Slashdot Mirror
Choosing an SSL CA?
zentigger asks: "I am looking at renewing some SSL certificates and checking out the various vendors. I seems that just about every major CA has some reason for not using them. Verisign is just evil, Thawte is owned by Verisign, Geocerts has a bad habit of spamming, and Godaddy uses a stupid chained cert that doesn't work for some appliances we have (and they won't let me check out using Firefox). I realize that I could just use a self-signed certificate, but we have too many stupid users that get all confused and whiny when something pops up and asks them unexpected questions. So I put it to you, Slashdot: what CAs do you recommend and why?"
Verisign is the choice since they are the most well known.
Simple, if you customers can't shop on your site because there is some problem with the SSL, they will simply go somewhere else. They won't care about Verisign being evil, they won't care how doing business with them is wrong, they won't care what excuses you could give them. They simply will go somewhere else.
You are in the business of selling, not in the business of being moral and trying to explain it to someone else who may not agree with you. Most non-computer geeks types could give a fuck less on why you think Verisign is evil.
Linux O Muerte!
Of course, SSL does not prevent and was never intended to prevent spamming and phishing; it foils sniffing (which generally doesn't happen anyway).
That is probably because it wasn't really a question, more sort of a flame against the idea of Certificate Authorities with some unoriginal gratuitous insults thrown in.
Without knowing what he wants to do with the certificate it is impossible to answer the question. If he just wants to connect up to his POP3 server via SSL then self signed is fine. If on the other hand he is setting up the online banking service for a money center bank he probably wants something that offers a somewhat higher degree of assurance.

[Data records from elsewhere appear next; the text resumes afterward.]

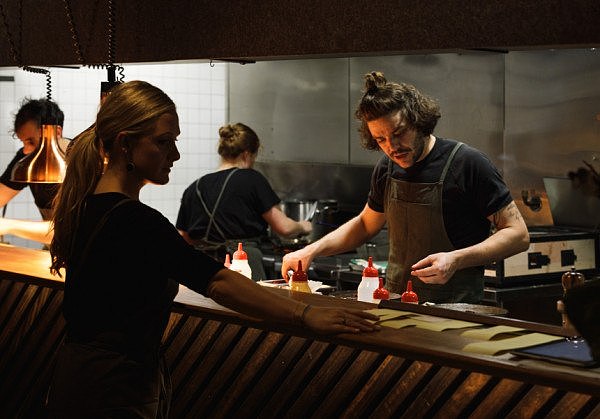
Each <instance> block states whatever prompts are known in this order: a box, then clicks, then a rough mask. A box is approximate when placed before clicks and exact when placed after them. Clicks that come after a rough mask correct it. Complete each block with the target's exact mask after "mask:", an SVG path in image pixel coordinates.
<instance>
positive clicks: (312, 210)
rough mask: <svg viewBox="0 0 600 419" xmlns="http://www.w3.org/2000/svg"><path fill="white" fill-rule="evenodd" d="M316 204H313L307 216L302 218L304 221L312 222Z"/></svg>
mask: <svg viewBox="0 0 600 419" xmlns="http://www.w3.org/2000/svg"><path fill="white" fill-rule="evenodd" d="M317 203H318V202H317V201H315V202H313V204H312V206H311V208H310V211H308V214H306V217H304V221H312V219H313V217H314V216H315V213H316V212H317Z"/></svg>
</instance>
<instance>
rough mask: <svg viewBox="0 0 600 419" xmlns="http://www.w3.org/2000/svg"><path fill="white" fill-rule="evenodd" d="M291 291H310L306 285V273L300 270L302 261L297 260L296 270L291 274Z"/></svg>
mask: <svg viewBox="0 0 600 419" xmlns="http://www.w3.org/2000/svg"><path fill="white" fill-rule="evenodd" d="M290 288H291V290H292V291H302V292H309V293H310V292H311V291H310V287H309V286H308V275H306V272H304V271H303V270H302V261H301V260H299V261H298V270H297V271H296V272H294V274H293V275H292V280H291V283H290Z"/></svg>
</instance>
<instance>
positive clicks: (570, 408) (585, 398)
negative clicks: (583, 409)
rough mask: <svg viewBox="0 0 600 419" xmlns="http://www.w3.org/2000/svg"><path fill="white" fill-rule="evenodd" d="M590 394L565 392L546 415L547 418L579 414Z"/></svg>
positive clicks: (548, 418)
mask: <svg viewBox="0 0 600 419" xmlns="http://www.w3.org/2000/svg"><path fill="white" fill-rule="evenodd" d="M591 398H592V396H589V395H587V394H577V393H567V394H565V395H564V397H562V399H561V400H560V402H559V403H557V405H556V406H555V407H554V408H553V409H552V410H551V411H550V412H548V415H547V416H546V417H547V418H548V419H552V418H554V419H568V418H575V417H578V416H580V412H581V411H582V409H583V407H584V406H585V405H586V404H587V403H588V402H589V401H590V399H591Z"/></svg>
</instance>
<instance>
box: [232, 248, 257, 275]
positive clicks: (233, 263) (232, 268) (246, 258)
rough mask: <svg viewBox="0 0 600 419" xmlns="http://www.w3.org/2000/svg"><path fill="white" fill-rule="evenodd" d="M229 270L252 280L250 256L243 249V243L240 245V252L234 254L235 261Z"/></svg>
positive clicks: (239, 249) (232, 261)
mask: <svg viewBox="0 0 600 419" xmlns="http://www.w3.org/2000/svg"><path fill="white" fill-rule="evenodd" d="M229 269H231V270H232V271H236V272H239V273H241V274H242V275H244V276H245V277H247V278H252V270H251V269H250V265H249V264H248V254H247V253H246V252H244V250H243V249H242V243H238V250H236V251H235V252H233V259H232V261H231V266H230V267H229Z"/></svg>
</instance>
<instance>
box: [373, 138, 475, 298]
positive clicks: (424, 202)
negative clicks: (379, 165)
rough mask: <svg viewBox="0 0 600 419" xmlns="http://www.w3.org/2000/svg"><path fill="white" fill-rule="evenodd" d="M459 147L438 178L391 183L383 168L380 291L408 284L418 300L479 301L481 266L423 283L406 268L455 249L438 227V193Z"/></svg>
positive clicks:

Until recently there has been no differentiation as far as the user is concerned. That changes with Extended Validation in IE7 and the comming versions of firefox
The point of a certificate is that it should say who you are. If this does not matter in your application fine. If it does matter then get a cert that provides the necessary level of assurance for your app.
Looking for an Information Security student project suggestion?
Try http://dotcrimeManifesto.com/
Wasn't this article previously posted weeks ago? Same answer as then: forget the CA, sign it yourself and make the required user ok of the resulting certificate part of the documented process for accessing your content. The CA system as implemented is just a bit of high tech profiteering. As far back as the 90s they were charging outrageous repeating fees -- and not really doing anything for the money, as the cases of CAs issued to fraudulent companies proved.
One thing that I forgot to say in my previous post... there is NO way that a MITM can break the SSL connection once it has been created. So a phisher would need to recreate the entire web presence in a capture site, and be sure that the mark can only reach his site. In Real Life (TM) a MITM is very rare, and if your data is that important the someone would crack a router and examine it's traffic to gain the connection in real time, you really, really should be using private key encryption, or at least a self-signed cert.
The grass is only greener, if you don't take care of your own lawn.